If you are interested in this sort of thing, check out comp.arch!

2 comments

I've been researching this pretty deeply for the last few years, and I've come to the conclusion that, without a complete redesign, most popular programming languages cannot have direct control of these optimizations in an ergonomic manner.

The reasonI think this is because: Most languages target C or LLVM, and C and LLVM have a fundamentally lossy compilation processes.

To get around this, you'd need a hodge podge of pre compiler directives, or take a completely different approach.

I found a cool project that uses a "Tower of IRs" that can restablish source to binary provenance, which, seems to me, to be on the right track:

https://github.com/trailofbits/vast

I'd definitely like to see the compilation processes be more transparent and easy to work with.

I would agree, but it's hard to argue with a factor 2 performance boost.

But these kind of tricks feel like we need to con the compiler into optimising this correctly, which is of course ridiculous.
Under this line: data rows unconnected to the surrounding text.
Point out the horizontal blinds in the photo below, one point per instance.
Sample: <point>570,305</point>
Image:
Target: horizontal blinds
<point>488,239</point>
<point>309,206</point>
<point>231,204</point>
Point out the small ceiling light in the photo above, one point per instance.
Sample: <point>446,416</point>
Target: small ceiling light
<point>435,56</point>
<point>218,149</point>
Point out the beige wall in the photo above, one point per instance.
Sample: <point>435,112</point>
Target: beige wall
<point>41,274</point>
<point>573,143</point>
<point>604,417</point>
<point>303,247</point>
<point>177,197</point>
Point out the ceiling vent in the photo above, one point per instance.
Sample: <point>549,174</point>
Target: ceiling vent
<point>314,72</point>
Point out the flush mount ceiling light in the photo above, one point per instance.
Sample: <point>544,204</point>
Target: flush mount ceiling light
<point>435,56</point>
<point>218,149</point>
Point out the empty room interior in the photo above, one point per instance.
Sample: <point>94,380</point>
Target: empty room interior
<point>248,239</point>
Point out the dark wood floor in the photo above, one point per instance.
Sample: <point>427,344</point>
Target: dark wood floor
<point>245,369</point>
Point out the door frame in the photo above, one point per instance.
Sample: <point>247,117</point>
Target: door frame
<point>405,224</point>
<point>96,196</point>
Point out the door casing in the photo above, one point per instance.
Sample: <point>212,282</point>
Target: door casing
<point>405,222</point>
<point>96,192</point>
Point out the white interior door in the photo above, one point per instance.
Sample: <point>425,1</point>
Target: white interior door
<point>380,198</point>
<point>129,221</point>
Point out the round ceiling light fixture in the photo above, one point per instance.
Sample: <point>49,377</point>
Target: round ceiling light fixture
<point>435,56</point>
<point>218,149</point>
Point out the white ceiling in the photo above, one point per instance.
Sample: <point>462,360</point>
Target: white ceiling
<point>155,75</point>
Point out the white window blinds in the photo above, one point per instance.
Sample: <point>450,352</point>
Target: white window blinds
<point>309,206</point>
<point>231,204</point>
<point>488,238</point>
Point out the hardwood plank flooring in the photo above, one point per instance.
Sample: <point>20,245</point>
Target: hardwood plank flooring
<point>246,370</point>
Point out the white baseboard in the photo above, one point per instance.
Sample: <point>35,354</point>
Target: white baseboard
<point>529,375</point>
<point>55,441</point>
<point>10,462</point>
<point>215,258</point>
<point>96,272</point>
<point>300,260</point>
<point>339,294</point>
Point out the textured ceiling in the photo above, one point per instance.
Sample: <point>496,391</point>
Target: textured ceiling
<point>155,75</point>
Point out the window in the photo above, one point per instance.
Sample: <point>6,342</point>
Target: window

What we probably need instead is if-statements that we can tell what's most likely the correct prediction.

Something like:

  if v > maxV predict true
    maxV = v
    continue
It's only factor 2 with an increasing array though. At which point you can just take the last element, that's way faster.

So really you end up having to make assumptions about the input to get the performance boost.

The text does point out that the branch is somewhat predictable even for a random array. In that case, the odds of having seen the array-maximum increase as you scan through the array. For example, on a random array I would predict the first iteration to take the branch 1/2 of the time, but the last iteration to take the branch only 1/N of the time.

The CPU's branch predictor won't be able to perform that kind of algorithmic analysis, but patterns like the above also work reasonably well for simpler heuristics like 'predict the same outcome as the last time the branch was taken'.